Conclusions and Discussion

Main Conclusions

  1. Algorithm Effectiveness: The new algorithm effectively identifies (proto)clusters within z < 2
  2. Performance Metrics: Achieves good performance under reasonable purity-completeness balance
  3. High-Redshift Applicability: Particularly suitable for high-redshift regions dominated by protoclusters
  4. Member Selection: Probabilistic member selection method effectively determines cluster abundance

Limitations

  1. Photometric Precision Dependence: Photometric redshift and stellar mass estimation accuracy decrease at high redshift
  2. W1/W2 Coverage: Reduced infrared band coverage at high redshift affects performance
  3. Projection Effects: Projection effects at high redshift may increase contamination
  4. Mass Threshold: Choice of 10^14 M⊙ threshold may affect protocluster definition

Future Directions

  1. Real Data Application: Apply the algorithm to actual HSC-SSP observational data
  2. Multi-wavelength Integration: Combine multi-wavelength information (e.g., X-ray) for verification
  3. Method Generalization: Adapt to other survey projects (DES, LSST, etc.)
  4. High-Redshift Optimization: Further optimize the algorithm for z > 1.5 regions

In-Depth Evaluation

Strengths

  1. Methodological Innovation: Proposes a unique "dominant galaxy priority" identification strategy
  2. Comprehensive Experiments: Thorough validation on detailed simulated data
  3. Strong Performance: Achieves good balance between purity and completeness
  4. High Applicability: Particularly suitable for high-redshift protocluster detection
  5. Clear Writing: Detailed method description and well-designed experiments

Weaknesses

  1. Simulation Dependence: Results primarily based on simulated data; real-world application effectiveness remains to be verified
  2. Parameter Tuning: Selection of multiple empirical parameters (e.g., w=0.8) lacks theoretical justification
  3. Computational Complexity: Insufficient analysis of computational cost for density calculations
  4. Systematic Error Robustness: Limited analysis of robustness to photometric systematic errors

Impact

  1. Academic Value: Provides methodological contribution to galaxy cluster detection
  2. Practical Value: Promising for important applications in upcoming large surveys
  3. Reproducibility: Detailed method description facilitates reproduction and improvement
  4. Field Advancement: Provides powerful tools for high-redshift galaxy cluster research

Applicable Scenarios

  1. Large Photometric Surveys: HSC-SSP, DES, LSST, etc.
  2. High-Redshift Detection: Particularly suitable for searching protoclusters at z > 1
  3. Spectroscopic Follow-up: Provides target selection for spectroscopic instruments like PFS
  4. Cosmological Research: Large-scale structure evolution and galaxy evolution studies

References

The paper cites extensive relevant research, primarily including:

  • Cluster detection algorithms: Rykoff et al. (2014), Oguri (2014)
  • HSC-SSP survey: Aihara et al. (2018, 2022)
  • Simulation work: Henriques et al. (2015), Springel (2005)
  • Protocluster research: Overzier (2016), Toshikawa et al. (2018)

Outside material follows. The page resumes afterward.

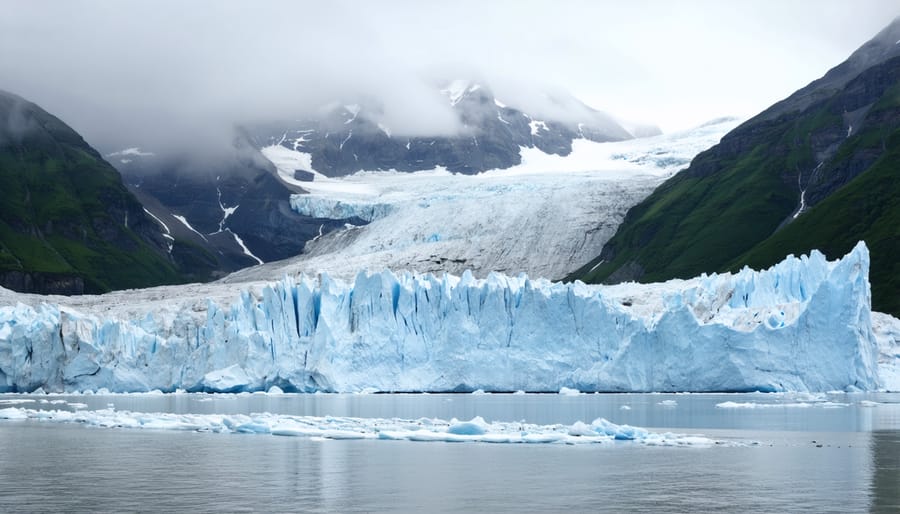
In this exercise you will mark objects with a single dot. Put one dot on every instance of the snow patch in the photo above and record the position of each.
(537, 126)
(244, 248)
(133, 151)
(185, 222)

Summary: This is a high-quality astrophysical methodology paper that proposes an innovative cluster detection algorithm with comprehensive validation. The method has unique advantages for high-redshift protocluster detection and provides valuable tools for upcoming large survey projects. The paper's main contributions lie in methodological innovation and systematic verification, making important contributions to the field's development.